Simplified clotting cascade and the influence of vitamin K antagonists.

It was the aim of our investigation to find out in how many cases INR is found to be out of its upper target range and needs to be corrected by either dose adjustment or administration of antagonists. In the period between March 2007 and April 2008 all patients presenting with epistaxis at the ear, nose, and throat department of the University Hospital of Zurich were enrolled in a prospective data collection evaluating ASA impact on epistaxis. ⁴ The local ethical committee approved the study. The exact treatments of this group of epistaxis patients are described elsewhere. ⁵ Blood testing including INR was done whenever feasible. Five hundred ninety-one records were electronically stored. The INR was tested in 541 cases (92%). One hundred sixteen cases (20%) were identified to be anticoagulated, with only seven patients (1%) also taking ASA. Because most indications of anticoagulants have a target INR of 2–3.5, we decided to analyze how many patients were overly anticoagulated. In 19 cases (18 patients) the INR was ≥3.5 with a median of 4.3 and a range of 3.5–8. Anterior bleeding was found in 14 (74%) of cases with an INR ≥ 3.5, whereas bleeding was localized anteriorly in 63 (70%) of the cases with an INR < 3.5, with no significant differences (p = 9.8). Although clotting factors were not required, the adjustment of the dosage was always indicated and in severe cases vitamin K administration was performed.
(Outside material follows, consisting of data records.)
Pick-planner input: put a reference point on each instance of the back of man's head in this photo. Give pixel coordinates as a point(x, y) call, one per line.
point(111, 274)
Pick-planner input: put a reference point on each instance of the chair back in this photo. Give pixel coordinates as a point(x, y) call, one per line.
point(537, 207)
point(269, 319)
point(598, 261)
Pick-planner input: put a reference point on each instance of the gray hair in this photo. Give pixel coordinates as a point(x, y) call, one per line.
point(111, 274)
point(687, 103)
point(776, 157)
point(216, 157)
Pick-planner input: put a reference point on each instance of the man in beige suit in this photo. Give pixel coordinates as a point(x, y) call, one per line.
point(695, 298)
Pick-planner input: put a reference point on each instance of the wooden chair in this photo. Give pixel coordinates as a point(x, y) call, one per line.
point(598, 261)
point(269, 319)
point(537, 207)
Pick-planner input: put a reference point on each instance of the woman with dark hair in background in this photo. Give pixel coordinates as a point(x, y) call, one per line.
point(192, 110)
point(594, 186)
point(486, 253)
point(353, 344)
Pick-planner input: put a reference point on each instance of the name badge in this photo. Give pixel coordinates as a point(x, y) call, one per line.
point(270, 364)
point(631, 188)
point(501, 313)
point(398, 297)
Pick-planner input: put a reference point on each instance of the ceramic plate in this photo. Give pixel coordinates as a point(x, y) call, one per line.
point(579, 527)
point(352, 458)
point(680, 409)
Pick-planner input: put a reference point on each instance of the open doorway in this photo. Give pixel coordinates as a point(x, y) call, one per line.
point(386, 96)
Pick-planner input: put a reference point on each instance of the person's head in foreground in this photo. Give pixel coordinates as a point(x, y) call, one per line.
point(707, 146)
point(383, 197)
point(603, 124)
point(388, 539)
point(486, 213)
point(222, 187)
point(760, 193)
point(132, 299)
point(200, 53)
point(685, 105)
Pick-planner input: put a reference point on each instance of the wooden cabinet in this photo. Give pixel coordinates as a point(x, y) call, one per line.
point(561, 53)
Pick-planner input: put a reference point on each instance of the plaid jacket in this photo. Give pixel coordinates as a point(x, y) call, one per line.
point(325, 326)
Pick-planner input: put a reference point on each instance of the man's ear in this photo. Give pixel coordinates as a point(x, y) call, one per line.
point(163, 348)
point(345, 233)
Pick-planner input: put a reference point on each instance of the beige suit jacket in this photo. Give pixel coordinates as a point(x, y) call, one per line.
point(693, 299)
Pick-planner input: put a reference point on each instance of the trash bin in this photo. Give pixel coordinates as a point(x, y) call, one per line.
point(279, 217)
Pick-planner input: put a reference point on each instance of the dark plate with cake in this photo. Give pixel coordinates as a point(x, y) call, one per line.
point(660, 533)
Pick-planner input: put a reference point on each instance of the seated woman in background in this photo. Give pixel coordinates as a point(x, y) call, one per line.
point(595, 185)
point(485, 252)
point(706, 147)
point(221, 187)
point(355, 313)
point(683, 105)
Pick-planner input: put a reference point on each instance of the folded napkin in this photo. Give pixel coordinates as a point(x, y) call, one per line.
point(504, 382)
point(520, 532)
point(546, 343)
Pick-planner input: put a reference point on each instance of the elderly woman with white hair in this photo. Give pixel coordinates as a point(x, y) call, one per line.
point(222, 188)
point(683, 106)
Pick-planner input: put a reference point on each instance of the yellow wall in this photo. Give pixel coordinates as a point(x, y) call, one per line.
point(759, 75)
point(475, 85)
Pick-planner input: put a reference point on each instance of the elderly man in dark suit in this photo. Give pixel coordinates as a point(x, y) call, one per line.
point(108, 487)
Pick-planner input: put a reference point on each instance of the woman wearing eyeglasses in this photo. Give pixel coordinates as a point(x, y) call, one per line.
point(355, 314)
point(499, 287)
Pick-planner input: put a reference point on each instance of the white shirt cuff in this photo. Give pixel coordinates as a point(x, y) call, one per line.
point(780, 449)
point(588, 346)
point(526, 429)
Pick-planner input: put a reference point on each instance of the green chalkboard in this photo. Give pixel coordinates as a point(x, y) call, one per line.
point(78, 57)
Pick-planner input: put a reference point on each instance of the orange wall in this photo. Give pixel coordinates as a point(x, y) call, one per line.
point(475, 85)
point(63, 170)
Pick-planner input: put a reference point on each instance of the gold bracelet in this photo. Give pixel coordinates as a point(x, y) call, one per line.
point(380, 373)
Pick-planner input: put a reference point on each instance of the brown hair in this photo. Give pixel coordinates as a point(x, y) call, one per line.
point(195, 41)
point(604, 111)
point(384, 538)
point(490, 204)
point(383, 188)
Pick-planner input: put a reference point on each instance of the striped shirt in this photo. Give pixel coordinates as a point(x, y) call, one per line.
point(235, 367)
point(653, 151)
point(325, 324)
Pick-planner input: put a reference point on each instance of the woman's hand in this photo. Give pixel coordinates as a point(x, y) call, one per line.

Because it is impossible to gather an adequate control group in the hospital setting to compare our population to an anticoagulated nonepistaxis cohort we are only able to compare it with published Swiss data on self-management of anticoagulation. ⁶ Fritschi et al. found their patients to be in the target range (INR, 2–4.5) in 91.4%. In our group this was only the case in 68% (estimation from published data, ⁶ p < 0.001).

To our knowledge, this is the first investigation of a large epistaxis cohort concentrating on the indication of clotting analyses in anticoagulated patients.

Our findings strongly support prothrombin time testing, because an uncontrolled INR was found in >16% of anticoagulated epistaxis patients. Although it is impossible to tell whether overanticoagulation was the cause of epistaxis, it requires medical action in any case. In view of potential other bleeding risks, anticoagulation should be kept in target ranges.

In conclusion, we strongly recommend prothrombin time and INR testing in all epistaxis patients taking any vitamin K antagonists in order to take appropriate action in those who are not within optimal target value ranges.